— Butuh Waktu

byachlys
7 min readJan 22, 2023

Pukul tujuh malam.

Kaavi tengah menikmati waktunya bersama dengan Andin di ruang tengah apartemen si gadis. Keduanya tidak melakukan apa pun selain hanya mengobrol bersama.

“Mau wine?” tanya Andin, menatapnya lekat. Dia sebenarnya tidak terkejut ketika Kaavi datang ke tempatnya dengan alasan dia butuh teman untuk mengobrol. Mungkin akan menyenangkan jika mereka ditemani segelas wine, pikir Andin.

Kaavi duduk di sofa empuk apartemen milik Andin.

“Boleh.”

Okay!” ucap Andin sambil tersenyum. Dia bangkit dari sana dan menuju ke dapur, menyiapkannya untuk Kaavi yang terlihat sekali sedang memiliki masalah. Kabar kematian dua temannya itu, tentu saja Andin tahu. Dia berpikir bahwa masalah yang dihadapi Kaavi tak jauh dari sahabatnya.

Meletakkan minuman di meja, Andin menemani Kaavi dengan duduk di sebelahnya. Televisi di hadapannya sudah diputar sambil keduanya berbincang banyak hal. Minuman terus diteguk Kaavi dan dirinya yang diiringi tawa. Sesekali dia menyandarkan kepalanya pada bahu Kaavi.

Wanna use me?”

“Nah. Gue cuma butuh teman ngobrol sama mabuk." Kaavi kembali meneguk minumannya. Tangannya yang kini merangkul Andin pun sesekali bergerak mengusap surai si gadis. Andin mengangguk-anggukan kepalanya. Menurut. Terlepas dari keuntungannya bersama Kaavi, dia mengakui Kaavi juga memiliki pesona yang tidak bisa dia lewatkan. Dia memang mengakui secara gamblang jika dia menginginkan Ibra, tetapi bersama Kaavi seperti ini, dia tidak akan menolaknya.

Andin menegakkan tubuhnya, dia menarik tangan Kaavi yang hendak meneguk minumannya. “Kaav, minumnya udah. Lo udah kebanyakan minum itu,” ucap Andin. Dia sangat tahu jika Kaavi tidak bisa minum banyak-banyak.

Kaavi terus meneguk minumannya, menuang ke gelas terus-menerus. “Kaav? Astaga. Apa, sih yang buat lo kacau gini?” Andin masih berusaha menghentikannya.

It’s ok, Din.” Dia melirik pada Andin dan memberikan senyuman. “Biarin si brengsek ini mabuk.”
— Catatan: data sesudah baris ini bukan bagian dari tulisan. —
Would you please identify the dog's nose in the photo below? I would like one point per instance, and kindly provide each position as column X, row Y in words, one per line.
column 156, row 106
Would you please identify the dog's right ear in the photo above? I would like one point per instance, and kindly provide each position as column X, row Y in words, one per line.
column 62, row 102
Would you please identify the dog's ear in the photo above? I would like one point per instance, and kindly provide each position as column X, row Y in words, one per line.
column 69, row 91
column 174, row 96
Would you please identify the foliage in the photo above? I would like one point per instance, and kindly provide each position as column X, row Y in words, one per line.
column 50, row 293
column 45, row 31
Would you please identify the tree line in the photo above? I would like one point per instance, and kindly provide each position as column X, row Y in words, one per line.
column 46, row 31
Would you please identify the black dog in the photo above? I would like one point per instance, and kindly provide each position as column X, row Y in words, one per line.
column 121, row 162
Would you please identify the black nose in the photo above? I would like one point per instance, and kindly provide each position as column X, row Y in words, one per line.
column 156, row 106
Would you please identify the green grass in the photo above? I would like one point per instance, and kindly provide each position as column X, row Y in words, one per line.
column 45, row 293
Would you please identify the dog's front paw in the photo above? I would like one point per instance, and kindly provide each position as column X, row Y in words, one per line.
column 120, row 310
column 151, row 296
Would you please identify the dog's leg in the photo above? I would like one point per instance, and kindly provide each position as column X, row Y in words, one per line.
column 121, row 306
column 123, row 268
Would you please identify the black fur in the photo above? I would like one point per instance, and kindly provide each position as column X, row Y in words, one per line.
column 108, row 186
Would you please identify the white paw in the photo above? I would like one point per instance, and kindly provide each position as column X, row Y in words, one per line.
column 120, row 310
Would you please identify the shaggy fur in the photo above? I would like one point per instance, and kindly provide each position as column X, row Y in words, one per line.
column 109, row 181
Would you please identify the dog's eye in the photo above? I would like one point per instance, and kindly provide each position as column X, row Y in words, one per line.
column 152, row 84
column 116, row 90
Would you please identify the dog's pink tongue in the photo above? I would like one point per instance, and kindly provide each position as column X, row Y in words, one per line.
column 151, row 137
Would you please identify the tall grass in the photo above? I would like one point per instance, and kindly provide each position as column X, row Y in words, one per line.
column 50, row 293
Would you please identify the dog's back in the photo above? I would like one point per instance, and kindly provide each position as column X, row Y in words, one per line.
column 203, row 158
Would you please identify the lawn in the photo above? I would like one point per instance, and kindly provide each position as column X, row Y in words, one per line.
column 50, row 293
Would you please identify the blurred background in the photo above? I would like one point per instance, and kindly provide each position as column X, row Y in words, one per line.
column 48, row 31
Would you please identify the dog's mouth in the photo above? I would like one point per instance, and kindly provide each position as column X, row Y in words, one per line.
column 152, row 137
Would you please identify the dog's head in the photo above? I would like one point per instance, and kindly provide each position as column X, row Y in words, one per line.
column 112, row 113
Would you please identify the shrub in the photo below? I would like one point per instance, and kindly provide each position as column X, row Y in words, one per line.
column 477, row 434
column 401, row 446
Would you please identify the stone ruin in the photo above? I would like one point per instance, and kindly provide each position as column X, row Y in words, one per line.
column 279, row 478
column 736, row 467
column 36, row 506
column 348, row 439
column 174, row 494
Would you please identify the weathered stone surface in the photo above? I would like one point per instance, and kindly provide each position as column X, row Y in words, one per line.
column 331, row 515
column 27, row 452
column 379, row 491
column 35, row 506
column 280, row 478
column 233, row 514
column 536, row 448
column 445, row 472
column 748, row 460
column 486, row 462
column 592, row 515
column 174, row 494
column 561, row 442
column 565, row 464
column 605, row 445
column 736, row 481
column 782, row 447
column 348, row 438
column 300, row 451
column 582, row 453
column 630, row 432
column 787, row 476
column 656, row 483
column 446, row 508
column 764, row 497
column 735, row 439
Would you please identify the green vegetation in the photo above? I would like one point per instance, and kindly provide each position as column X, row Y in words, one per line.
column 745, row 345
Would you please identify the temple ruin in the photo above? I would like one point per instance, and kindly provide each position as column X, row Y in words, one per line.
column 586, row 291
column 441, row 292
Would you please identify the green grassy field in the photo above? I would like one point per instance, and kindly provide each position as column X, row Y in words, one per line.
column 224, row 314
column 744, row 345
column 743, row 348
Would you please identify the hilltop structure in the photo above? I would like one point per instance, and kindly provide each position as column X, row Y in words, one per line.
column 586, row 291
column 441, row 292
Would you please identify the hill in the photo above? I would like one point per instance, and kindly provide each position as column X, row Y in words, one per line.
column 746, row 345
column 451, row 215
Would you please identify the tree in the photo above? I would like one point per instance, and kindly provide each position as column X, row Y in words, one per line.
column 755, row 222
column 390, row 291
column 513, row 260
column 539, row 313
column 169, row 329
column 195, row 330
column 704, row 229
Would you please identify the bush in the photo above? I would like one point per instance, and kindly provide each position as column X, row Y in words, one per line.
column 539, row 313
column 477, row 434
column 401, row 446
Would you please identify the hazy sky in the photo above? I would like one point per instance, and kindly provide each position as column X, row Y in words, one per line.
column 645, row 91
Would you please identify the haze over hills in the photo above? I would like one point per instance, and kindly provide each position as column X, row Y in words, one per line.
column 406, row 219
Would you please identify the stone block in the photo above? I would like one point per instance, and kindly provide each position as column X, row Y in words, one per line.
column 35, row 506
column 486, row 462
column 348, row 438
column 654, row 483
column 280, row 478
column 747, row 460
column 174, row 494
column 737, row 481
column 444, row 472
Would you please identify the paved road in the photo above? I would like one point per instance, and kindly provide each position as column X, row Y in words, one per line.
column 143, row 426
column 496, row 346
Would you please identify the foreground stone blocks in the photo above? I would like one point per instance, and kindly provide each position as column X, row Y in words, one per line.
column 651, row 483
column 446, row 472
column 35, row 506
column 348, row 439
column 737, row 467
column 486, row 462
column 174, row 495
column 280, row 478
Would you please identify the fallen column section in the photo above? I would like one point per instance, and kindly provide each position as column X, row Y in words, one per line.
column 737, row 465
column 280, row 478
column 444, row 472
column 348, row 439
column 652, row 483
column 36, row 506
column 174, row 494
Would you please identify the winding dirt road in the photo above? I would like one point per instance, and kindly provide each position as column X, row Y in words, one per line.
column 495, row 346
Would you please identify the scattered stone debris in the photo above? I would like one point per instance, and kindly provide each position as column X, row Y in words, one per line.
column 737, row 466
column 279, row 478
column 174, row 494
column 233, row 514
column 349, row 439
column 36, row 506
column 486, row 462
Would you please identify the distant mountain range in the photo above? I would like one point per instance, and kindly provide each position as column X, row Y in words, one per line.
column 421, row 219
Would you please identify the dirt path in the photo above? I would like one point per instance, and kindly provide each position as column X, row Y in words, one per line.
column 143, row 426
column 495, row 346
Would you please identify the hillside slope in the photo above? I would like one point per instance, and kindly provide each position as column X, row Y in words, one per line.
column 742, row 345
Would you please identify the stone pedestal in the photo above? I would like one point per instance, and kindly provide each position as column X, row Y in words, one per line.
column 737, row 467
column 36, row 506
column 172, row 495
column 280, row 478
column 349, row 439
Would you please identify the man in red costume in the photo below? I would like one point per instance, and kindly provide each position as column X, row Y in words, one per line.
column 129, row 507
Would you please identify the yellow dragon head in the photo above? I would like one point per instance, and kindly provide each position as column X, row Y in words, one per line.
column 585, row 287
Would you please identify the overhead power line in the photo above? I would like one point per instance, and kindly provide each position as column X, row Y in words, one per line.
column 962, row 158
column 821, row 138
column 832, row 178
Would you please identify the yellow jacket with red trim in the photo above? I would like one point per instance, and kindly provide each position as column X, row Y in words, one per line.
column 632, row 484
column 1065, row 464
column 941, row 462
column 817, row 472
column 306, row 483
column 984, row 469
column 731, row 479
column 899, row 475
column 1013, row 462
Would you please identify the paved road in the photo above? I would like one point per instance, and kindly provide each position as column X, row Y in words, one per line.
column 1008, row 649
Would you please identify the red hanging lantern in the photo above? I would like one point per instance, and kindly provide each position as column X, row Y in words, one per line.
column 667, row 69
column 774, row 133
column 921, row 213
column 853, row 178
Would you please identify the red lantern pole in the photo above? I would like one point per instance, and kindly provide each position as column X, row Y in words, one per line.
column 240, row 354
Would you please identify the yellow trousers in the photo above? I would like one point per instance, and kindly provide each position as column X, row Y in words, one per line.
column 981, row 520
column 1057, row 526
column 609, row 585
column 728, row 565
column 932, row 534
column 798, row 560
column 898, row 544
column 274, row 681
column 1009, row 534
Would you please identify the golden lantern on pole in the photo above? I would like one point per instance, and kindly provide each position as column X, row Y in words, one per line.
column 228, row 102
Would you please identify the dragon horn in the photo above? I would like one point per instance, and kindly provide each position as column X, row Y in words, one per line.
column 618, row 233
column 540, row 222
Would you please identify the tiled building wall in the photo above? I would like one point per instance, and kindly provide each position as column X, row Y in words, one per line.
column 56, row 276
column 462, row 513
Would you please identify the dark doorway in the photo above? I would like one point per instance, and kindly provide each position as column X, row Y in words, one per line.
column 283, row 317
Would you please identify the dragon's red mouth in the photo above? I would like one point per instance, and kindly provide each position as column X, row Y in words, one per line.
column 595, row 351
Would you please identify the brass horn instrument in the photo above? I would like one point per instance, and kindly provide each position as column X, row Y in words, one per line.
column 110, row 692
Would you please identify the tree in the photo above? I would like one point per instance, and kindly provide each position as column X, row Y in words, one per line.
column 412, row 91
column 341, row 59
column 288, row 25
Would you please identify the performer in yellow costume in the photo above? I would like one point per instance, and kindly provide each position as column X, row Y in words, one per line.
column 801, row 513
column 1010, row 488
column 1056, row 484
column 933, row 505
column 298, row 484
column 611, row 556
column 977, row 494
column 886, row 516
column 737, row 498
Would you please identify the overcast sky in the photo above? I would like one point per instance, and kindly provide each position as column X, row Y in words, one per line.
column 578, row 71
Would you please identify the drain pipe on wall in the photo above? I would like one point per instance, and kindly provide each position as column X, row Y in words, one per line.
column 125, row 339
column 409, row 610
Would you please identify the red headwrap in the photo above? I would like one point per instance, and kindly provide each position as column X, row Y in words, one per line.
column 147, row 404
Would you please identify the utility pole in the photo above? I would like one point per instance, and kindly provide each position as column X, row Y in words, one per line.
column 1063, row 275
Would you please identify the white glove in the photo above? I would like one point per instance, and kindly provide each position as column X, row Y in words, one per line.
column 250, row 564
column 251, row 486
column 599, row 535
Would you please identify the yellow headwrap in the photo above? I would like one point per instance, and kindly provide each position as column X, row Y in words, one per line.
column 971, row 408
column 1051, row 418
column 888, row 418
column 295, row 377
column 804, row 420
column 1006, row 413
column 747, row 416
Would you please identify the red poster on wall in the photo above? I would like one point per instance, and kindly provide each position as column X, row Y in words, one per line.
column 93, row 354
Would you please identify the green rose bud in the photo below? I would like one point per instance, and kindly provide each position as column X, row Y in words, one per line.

Andin mengernyit bingung. Dia tentu saja tidak mengerti. Kaavi sudah pasti mabuk dan tidak sadar berkata demikian. Dengan terpaksa dia merebut gelas minumannya dan menjauhkannya dari Kaavi. Dia membantu Kaavi untuk dilepaskan jaketnya dan menyandarkan kembali tubuhnya pada sofa.

“Lo istirahat, deh.”

Suara Andin masih dapat dia dengar. Kaavi menarik tangan Andin hingga gadis itu tertarik, nyaris terjatuh di atas tubuhnya kalau saja Andin tidak menahan tubuhnya sendiri. “Din … lo pernah nyakitin orang yang lo sayang, nggak?”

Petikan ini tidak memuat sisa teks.